Diversification hit as chilli hub shifts to wheat-paddy

Manmeet Singh Gill

Tribune News Service

Tarn Taran, August 20

The farmers of Khalra-Bhikhiwind belt, along the Pakistan border, have stopped growing red chillies and have shifted to wheat-paddy farming.

This has happened despite successive state governments harping on diversification of crops due to the post-Green Revolution stagnation in agricultural yield and the effects of wheat-paddy monoculture on soil health and water table.

Unregulated market price of red chillies, which used to a prominent crop in the area until a few years ago, and the shortage of labour have forced farmers to go for paddy which has an assured market price. The crop was so popular in this belt that the sleepy Khalra village, just 1.5 km from the Pakistan border, had emerged as the biggest market of red chillies in the region after 1947.

But a visit to the Khalra mandi this time revealed that only few quintals of red chillies have arrived this season.

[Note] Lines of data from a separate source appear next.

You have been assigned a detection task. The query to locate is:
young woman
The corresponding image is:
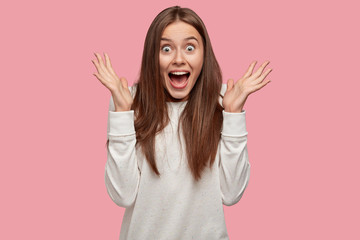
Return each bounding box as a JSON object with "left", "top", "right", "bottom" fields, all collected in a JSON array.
[{"left": 92, "top": 6, "right": 271, "bottom": 240}]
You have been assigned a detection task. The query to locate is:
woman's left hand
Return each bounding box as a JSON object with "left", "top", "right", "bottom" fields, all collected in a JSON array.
[{"left": 223, "top": 60, "right": 272, "bottom": 113}]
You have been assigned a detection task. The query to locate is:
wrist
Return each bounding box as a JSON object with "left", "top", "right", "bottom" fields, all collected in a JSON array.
[
  {"left": 111, "top": 92, "right": 132, "bottom": 112},
  {"left": 114, "top": 105, "right": 131, "bottom": 112},
  {"left": 224, "top": 104, "right": 244, "bottom": 113}
]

“The crop has arrived from other districts like Ferozepur and Fazilka. Very few people grow red chillies in this area nowadays,” said a worker at the mandi.

Gurcharan Das, an elderly whose family members had been commission agents in the purchase of red chillies for decades, said, “In those days, every street, every roof and every vacant plot of land looked red as chillies were left to dry for days. While the villagers became used to the sharp smell, outsiders could not enter the village without covering their nose and mouth with a cloth.”

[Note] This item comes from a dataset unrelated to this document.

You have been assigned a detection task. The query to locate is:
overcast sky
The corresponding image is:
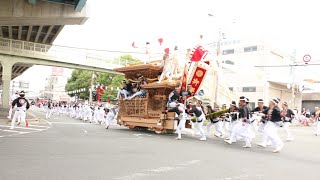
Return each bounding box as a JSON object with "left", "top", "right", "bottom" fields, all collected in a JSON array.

He said that merchants from as far as Uttar Pradesh and Delhi came to Khalra to purchase red chillies. ‘Laungi mirch’, the variety that was mostly grown in the area, requires very less water.

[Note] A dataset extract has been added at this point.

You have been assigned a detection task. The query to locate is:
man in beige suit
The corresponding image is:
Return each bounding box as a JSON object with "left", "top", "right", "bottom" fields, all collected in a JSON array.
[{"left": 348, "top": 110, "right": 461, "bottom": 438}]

Chief Agricultural Officer Dr Ravel Singh said, “The problem of labour is so acute that around 500 acres have been brought under direct sowing of paddy. With decrease in area under ‘laungi mirch’, the area under basmati has increased, which farmers feel is more profitable and less labour-intensive.” While the farmers can sell rice and wheat at the assured price, there is no such thing for red chillies.